Sufrimos un evidente exceso de impactos informativos, imposibles de digerir por su cantidad ingente y renovación constante, pero indigestos también porque no sabemos si los componentes "alimenticios" que contienen son adecuados para mantener nuestra salud mental y seguir con la posibilidad de que una información veraz y bien equilibrada sea la base de nuestra configuración como ciudadanos libres. Tenemos serios problemas de obesidad comunicativa. Hubo un tiempo en que la información era un bien escaso al que accedíamos en cuentagotas, que teníamos que esforzarnos para acceder, que nos llegaba con retraso y estábamos dispuestos a pagar por ella. Ahora se nos viene encima sin ningún esfuerzo, es tan excesiva que no podemos separar el grano de la paja, nos llega incesantemente y de manera inmediata y encima nos la proporcionan gratuitamente. Nuestro sistema digestivo, se colapsa. Si el siglo XIX vio nacer el periodismo moderno y el XX reafirmó su poder social y su carácter masivo, en el siglo XXI estamos siendo arrastrados por un torrente de información, tropezando con rumores, palabrería, falsedades, conspiraciones y, de vez en cuando, algunas noticias. La información nos llega por multitud de canales y desbordadas las vías que solían contenerla, nos inunda. Nunca hemos tenido tanta y nunca hemos estado los humanos tan desorientados respecto a qué hacer con ella.

Además, desde que Apple con su iPhone unió en un mismo aparato la original función de comunicación (llamadas, SMS) con el entretenimiento (música, vídeo, juegos) y la información (internet, redes sociales), las barreras entre noticias, entretenimiento, publicidad, trabajo y relaciones sociales se han difuminado enormemente. La duda es si la confluencia deteriora el periodismo y su función, o mejor dicho, si la información pierde su seriedad, rigor y funcionalidad en medio de un ruido ambiental ensordecedor y que nos hace tender hacia la superficialidad y la diversión.

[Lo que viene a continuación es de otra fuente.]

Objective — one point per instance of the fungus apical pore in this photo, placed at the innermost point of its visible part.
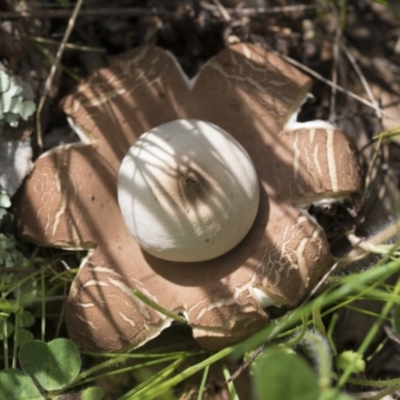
(70, 199)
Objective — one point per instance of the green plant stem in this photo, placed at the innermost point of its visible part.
(16, 322)
(43, 320)
(153, 380)
(157, 307)
(321, 354)
(329, 334)
(385, 392)
(5, 344)
(370, 336)
(203, 383)
(348, 284)
(373, 384)
(231, 387)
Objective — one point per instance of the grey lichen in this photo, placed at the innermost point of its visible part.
(15, 100)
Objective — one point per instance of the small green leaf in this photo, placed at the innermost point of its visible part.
(52, 365)
(27, 109)
(347, 357)
(93, 393)
(23, 336)
(4, 81)
(5, 201)
(4, 315)
(281, 375)
(15, 385)
(396, 319)
(9, 329)
(26, 319)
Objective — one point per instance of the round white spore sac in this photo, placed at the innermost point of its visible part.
(188, 191)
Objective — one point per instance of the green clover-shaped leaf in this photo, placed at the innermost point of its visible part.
(15, 385)
(52, 365)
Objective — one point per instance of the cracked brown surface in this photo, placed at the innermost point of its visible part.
(70, 200)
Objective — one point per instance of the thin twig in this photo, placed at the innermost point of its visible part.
(95, 13)
(222, 10)
(71, 46)
(338, 36)
(364, 82)
(49, 81)
(328, 82)
(253, 11)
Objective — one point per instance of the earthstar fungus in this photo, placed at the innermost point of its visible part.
(70, 199)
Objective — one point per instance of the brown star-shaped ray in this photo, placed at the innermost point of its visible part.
(70, 199)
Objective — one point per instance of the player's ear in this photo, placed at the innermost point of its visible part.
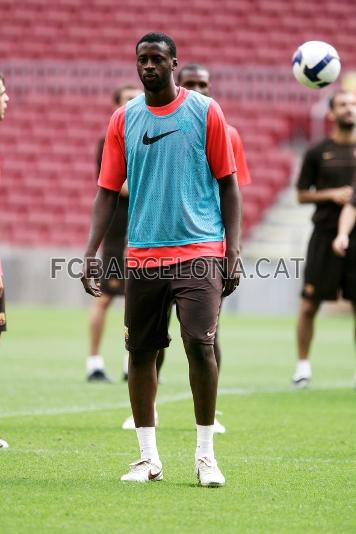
(330, 116)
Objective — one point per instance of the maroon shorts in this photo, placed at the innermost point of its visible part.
(2, 313)
(195, 287)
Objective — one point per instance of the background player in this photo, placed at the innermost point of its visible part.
(325, 179)
(113, 250)
(346, 225)
(4, 99)
(135, 138)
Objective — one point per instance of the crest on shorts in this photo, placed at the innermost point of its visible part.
(309, 290)
(328, 155)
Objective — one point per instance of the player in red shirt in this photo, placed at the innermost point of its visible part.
(189, 177)
(4, 99)
(197, 78)
(114, 244)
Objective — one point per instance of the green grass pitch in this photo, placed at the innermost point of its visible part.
(288, 457)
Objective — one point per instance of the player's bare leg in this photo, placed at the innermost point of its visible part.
(129, 423)
(203, 376)
(305, 331)
(353, 304)
(143, 388)
(218, 427)
(95, 362)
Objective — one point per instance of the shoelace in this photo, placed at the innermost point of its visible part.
(140, 465)
(207, 465)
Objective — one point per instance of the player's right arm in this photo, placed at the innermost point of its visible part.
(347, 221)
(111, 178)
(1, 282)
(339, 195)
(307, 192)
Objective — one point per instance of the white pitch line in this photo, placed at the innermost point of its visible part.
(164, 399)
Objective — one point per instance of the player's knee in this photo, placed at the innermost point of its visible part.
(139, 357)
(309, 308)
(199, 352)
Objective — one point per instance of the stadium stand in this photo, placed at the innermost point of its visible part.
(62, 59)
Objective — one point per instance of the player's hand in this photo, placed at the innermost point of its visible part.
(342, 195)
(90, 278)
(232, 274)
(341, 244)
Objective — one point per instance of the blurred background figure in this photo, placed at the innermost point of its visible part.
(4, 99)
(112, 282)
(326, 181)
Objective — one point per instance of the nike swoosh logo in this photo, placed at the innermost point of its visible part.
(153, 476)
(150, 140)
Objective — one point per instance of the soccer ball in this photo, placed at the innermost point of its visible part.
(316, 64)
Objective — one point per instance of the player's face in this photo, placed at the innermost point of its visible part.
(3, 100)
(196, 81)
(128, 94)
(155, 65)
(344, 111)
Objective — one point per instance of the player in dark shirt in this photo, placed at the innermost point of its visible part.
(114, 244)
(346, 224)
(4, 99)
(327, 174)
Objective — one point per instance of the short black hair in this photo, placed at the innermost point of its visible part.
(117, 94)
(192, 67)
(333, 97)
(159, 38)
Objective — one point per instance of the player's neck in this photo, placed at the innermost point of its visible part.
(344, 137)
(162, 98)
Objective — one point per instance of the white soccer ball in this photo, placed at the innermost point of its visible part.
(316, 64)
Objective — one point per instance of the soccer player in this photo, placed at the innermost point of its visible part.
(173, 146)
(113, 259)
(346, 225)
(195, 77)
(325, 179)
(4, 99)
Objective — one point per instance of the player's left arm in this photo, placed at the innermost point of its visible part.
(222, 163)
(347, 221)
(230, 205)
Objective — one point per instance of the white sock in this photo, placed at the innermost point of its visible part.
(303, 369)
(125, 363)
(146, 436)
(205, 445)
(95, 363)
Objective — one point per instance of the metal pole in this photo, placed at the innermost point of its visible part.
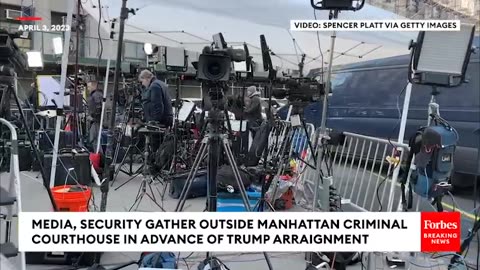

Están mudando las formas de pensamiento y el uso y abuso de la comunicación tecnológica está disminuyendo la capacidad de concentración mental, nos dispersa, nos dificulta la atención en los procesos cognitivos relevantes, debilita el entendimiento y nos induce a un cierto relativismo moral.

Como se dio cuenta hace años Cass Sunstein, este cambio cuantitativo en la información recibida supone al mismo tiempo un cambio cualitativo, porque más que las verdades, las falsedades, las manipulaciones y las calumnias, ha multiplicado su capacidad de influir y también la aptitud para hacer daño a las reputaciones. Esto no sólo nos afecta a cada uno de nosotros individualmente, sino que de manera agregada esto afecta seriamente la calidad de la democracia. Hoy nos desconcierta recibir noticias contradictorias, con minutos de diferencia. La mayor confusión la provoca el hecho de que las verdades periodísticas nos llegan por el mismo medio que los rumores. Los ciudadanos que se enfrentan a la información necesitan unas habilidades discriminatorias para las que no han sido adiestrados. Si acogemos con igual desdén la información veraz y noticias falsas, y acabamos optando por no creer en nada, estaremos de hecho abonando la tierra para los propagadores de la mentira y los elaboradores de conspiraciones increíbles. Más que nunca, habría que reivindicar las características diferenciales de la profesión periodística, especialmente su estrecha relación con el servicio público y la democracia, que exigen una estrategia de captar la atención del público no por el mero hecho de atraer audiencia, sino con la intención de ayudar a la formación de una conciencia crítica de la ciudadanía. Esto planteado a estas alturas, parece una quimera revolucionaria. Se ha impuesto una práctica del periodismo al que sólo le interesa captar los clics a través de cebos tramposos o la expresión de opiniones, preferiblemente gritadas. Los hechos, si es que los hay, son incidentales.

Resulta muy válida la explicación del tecnólogo Clay Johnson sobre el consumo de mala y excesiva información: "Al igual que una alimentación deficiente da lugar a una variedad de enfermedades, la información deficiente origina nuevas formas de ignorancia, ignorancia que no proviene de la falta de información, sino de su consumo excesivo". Para llevar vidas sanas, tenemos que desplazar nuestros hábitos de consumo de información fuera del plano secundario pasivo que es el zapping, al primer plano de la selección consciente. Hay que descartar, seleccionar e ignorar mucha de la basura informativa que recibimos y tragamos con demasiada fruición. Las ideas, los razonamientos, requieren de espacio y tiempo, y sólo tienen significado en relación con otras ideas, y este significado no se alcanza con sólo echarle un vistazo. "Una riqueza de información crea una pobreza de atención", advirtió, ya en 1971, el Nobel de Economía, Herbert Simon.